Supplemental Initial Disclosures: The Board observed that Ms. Chinda testified merely as an authenticating witness, and such testimony "does not add substantively to the evidence." Because her identity was promptly disclosed after she collected the third-party evidence, the supplemental initial disclosure was sufficient. Likewise the subsequent pre-trial disclosure regarding her testimony was timely, and therefore the Board denied Spade's motion to strike.

The other two witnesses, however, were not identified until Thatch's pre-trial disclosures. Applying the Great Seats factors, the Board noted that evidence of third-party use and registration "can be powerful evidence of [a] term's weakness," and so the fourth factor favored Applicant Thatch. Since there is no duty to investigate third-party use during discovery, nor is there a duty to disclose every exhibit a party plans to use at trial, the fifth factor favored Thatch.

As to the first factor, Opposer Spade "knew of the two third party users, and was aware of the subject matter ultimately covered by the testimony of Mr. Mann and Mr. Neyestanki. Even if Opposer was not aware of every fact set forth in their declarations, the record reflects that it was aware of the pertinent information therein." Alhough Thatch listed third-party use as a category in its initial disclosures, Opposer Spade did not seek discovery thereon, nor did it claim surprise when it received Thatch's supplemental initial disclosure. Instead it waited three months to challenge applicant's pre-trial disclosures.
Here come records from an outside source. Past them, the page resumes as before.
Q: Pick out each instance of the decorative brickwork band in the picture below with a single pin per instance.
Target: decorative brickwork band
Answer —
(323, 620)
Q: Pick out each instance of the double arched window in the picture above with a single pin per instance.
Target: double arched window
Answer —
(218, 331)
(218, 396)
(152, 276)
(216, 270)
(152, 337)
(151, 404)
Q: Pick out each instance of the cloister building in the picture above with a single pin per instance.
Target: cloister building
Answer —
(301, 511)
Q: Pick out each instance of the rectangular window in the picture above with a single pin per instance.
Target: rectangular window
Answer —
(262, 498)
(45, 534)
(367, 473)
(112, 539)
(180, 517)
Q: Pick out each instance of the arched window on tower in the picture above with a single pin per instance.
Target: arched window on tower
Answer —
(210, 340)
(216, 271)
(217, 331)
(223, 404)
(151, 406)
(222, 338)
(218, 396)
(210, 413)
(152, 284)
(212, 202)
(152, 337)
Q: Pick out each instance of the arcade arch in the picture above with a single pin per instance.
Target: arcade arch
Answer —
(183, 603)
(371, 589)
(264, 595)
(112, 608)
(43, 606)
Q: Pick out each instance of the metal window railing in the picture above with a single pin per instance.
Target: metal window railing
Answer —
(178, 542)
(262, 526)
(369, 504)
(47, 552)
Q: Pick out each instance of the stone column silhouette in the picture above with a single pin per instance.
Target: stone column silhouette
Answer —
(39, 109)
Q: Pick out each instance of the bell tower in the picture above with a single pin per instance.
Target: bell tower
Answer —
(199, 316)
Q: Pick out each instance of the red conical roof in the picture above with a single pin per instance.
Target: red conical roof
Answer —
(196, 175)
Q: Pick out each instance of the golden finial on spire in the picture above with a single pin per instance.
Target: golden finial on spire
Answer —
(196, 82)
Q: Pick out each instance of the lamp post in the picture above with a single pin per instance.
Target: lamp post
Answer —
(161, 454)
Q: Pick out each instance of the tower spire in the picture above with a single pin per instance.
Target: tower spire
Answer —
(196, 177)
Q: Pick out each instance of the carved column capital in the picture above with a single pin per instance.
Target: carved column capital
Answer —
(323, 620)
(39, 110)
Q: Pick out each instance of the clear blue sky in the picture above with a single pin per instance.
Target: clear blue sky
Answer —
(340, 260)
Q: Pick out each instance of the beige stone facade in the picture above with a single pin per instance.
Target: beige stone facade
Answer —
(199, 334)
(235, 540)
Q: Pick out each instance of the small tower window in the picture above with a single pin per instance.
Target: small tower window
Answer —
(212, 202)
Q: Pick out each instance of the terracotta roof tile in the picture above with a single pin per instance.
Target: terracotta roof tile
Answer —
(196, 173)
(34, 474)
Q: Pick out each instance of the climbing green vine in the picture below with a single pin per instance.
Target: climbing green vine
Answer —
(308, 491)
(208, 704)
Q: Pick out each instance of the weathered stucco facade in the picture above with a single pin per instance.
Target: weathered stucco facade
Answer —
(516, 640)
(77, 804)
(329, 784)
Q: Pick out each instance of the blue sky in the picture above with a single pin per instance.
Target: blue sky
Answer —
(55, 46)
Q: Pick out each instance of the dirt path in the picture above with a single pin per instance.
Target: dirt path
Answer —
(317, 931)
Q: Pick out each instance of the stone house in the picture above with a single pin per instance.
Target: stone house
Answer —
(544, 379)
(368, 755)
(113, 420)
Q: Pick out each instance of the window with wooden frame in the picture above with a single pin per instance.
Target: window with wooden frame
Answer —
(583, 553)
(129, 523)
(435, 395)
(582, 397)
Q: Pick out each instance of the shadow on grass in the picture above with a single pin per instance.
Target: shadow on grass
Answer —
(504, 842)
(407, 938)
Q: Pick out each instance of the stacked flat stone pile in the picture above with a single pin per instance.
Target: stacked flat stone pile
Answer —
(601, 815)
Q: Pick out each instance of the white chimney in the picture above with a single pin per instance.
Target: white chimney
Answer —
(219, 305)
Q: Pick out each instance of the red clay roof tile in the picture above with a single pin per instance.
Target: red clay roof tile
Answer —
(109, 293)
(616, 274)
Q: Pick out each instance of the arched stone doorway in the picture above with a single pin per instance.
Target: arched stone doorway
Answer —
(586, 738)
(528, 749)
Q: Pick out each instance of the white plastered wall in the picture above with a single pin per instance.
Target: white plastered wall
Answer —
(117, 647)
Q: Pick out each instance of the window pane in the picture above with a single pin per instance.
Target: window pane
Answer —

Spade argued that cross-examination is not sufficient to challenge the testimony of these two witnesses, and that discovery is needed. The Board was not persuaded:

Based on the limited nature of the testimony regarding third party use, broad discovery is unnecessary. Opposer is free to challenge the evidence about third party use. Any need for Opposer to have learned about Applicant’s evidence earlier could have been addressed months ago and Opposer has only its own inaction to blame. Accordingly, the second and third factors favor Applicant.

The Board concluded that, on balance, Applicant Thatch's failure to disclose these two witnesses until its pre-trial disclosures was "substantially justified and harmless," and so the motion to strike the pre-trial disclosures as to these two witnesses was denied.

Read comments and post your comment here.

TTABlog comment: What would be the point of taking discovery as to third-party uses if the other side can delay its investigation until after discovery closes?

Text Copyright John L. Welch 2018.


At 7:53 AM, Anonymous Joe dreitler said...

3rd party use is publicly available to both parties. I see no reason for one party to be obligated to do the other side’s work on publicly available information. While 3rd party use rarely wins the day, both parties are aware when it is relevant and ought to do their own research.

At 4:08 PM, Blogger John L. Welch said...

A federal judge would never allow a party to put in evidence at trial that hadn't been provided to the other party during discovery. It's not a question of whether the third-party evidence is publicly available. The question is whether one party should know, during discovery, what the other party is going to do.